Marsanne is the source of some of the Rhône Valley's greatest white wines, but is (perhaps owing to the rarity of white wine from this region) a relatively obscure white wine grape as far as the wine-buying public at large is concerned. It is the Falstaff of white wine grapes: its wine is fat, deeply colored, easy to enjoy, and high in alcohol so it might get in you Falstaffian trouble if you drink too much of it.
Marsanne is likely native to the northern Rhône Valley, but is planted widely across southern France. It is increasing in acreage under vine in the United States, and is revered in Australia, where some of the world's oldest Marsanne vines are still producing grapes.

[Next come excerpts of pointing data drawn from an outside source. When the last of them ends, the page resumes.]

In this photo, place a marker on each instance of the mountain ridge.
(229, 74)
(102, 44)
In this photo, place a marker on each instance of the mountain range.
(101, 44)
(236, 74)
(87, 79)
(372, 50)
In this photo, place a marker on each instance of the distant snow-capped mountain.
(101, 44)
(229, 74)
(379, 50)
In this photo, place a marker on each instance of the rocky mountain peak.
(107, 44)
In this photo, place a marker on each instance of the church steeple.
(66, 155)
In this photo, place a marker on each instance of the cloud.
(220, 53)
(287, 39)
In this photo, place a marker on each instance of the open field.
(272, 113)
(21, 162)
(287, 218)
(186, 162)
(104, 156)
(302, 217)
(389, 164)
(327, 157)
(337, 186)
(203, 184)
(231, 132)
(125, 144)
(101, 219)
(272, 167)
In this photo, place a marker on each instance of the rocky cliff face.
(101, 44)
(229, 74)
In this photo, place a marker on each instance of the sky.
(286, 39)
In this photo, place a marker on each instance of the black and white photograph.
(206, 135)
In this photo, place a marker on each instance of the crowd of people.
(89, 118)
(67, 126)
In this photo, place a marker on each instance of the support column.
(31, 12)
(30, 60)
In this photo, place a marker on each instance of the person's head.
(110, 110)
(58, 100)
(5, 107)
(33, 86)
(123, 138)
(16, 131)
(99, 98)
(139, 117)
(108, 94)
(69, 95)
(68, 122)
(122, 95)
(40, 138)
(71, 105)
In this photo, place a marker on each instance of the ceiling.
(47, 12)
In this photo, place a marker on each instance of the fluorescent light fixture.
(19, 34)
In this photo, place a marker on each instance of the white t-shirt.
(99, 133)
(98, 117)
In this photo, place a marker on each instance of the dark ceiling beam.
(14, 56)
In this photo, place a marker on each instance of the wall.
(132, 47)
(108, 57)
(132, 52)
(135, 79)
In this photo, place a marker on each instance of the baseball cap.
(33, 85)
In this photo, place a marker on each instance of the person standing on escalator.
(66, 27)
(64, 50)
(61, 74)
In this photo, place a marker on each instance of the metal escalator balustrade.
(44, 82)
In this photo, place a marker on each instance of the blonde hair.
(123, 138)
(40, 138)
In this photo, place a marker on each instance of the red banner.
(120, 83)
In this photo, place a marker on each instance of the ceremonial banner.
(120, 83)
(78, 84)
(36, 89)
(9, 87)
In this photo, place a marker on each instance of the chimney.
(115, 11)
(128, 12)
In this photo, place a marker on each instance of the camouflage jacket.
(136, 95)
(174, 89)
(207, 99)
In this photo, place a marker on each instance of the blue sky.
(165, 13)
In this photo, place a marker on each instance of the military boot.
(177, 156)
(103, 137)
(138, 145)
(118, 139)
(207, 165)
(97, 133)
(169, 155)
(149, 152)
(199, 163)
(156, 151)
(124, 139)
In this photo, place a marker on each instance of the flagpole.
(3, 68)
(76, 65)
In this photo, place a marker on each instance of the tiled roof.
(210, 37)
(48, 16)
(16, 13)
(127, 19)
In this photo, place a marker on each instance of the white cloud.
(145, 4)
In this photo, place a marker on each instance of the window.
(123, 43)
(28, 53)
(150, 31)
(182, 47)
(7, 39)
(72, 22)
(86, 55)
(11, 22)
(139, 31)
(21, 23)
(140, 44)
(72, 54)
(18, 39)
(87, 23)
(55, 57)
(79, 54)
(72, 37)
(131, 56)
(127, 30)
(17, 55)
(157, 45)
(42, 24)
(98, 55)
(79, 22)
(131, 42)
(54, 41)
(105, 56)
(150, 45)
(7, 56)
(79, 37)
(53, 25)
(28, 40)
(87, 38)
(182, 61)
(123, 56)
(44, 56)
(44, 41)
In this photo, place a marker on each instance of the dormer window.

It has aromatic elements that can include almonds, caramel, honeysuckle, unroasted hazelnuts, and pineapple; flavors include caramel, honey, marzipan, pineapples, plums, saffron. Marsanne is a high-yielding vine, whose grapes possess naturally high grape sugar and relatively low acidity. It is traditionally blended with Roussanne, which has pronounced acidity, to achieve more depth (and to broaden Roussanne...). It is also commonly blended with Viognier and Vermentino (which is known in southern France as Rolle).
Marsanne with Food
Chicken, lobster, pork, smoked trout, pâté, risotto, braised endive, fennel, curry, rich-ish cheese.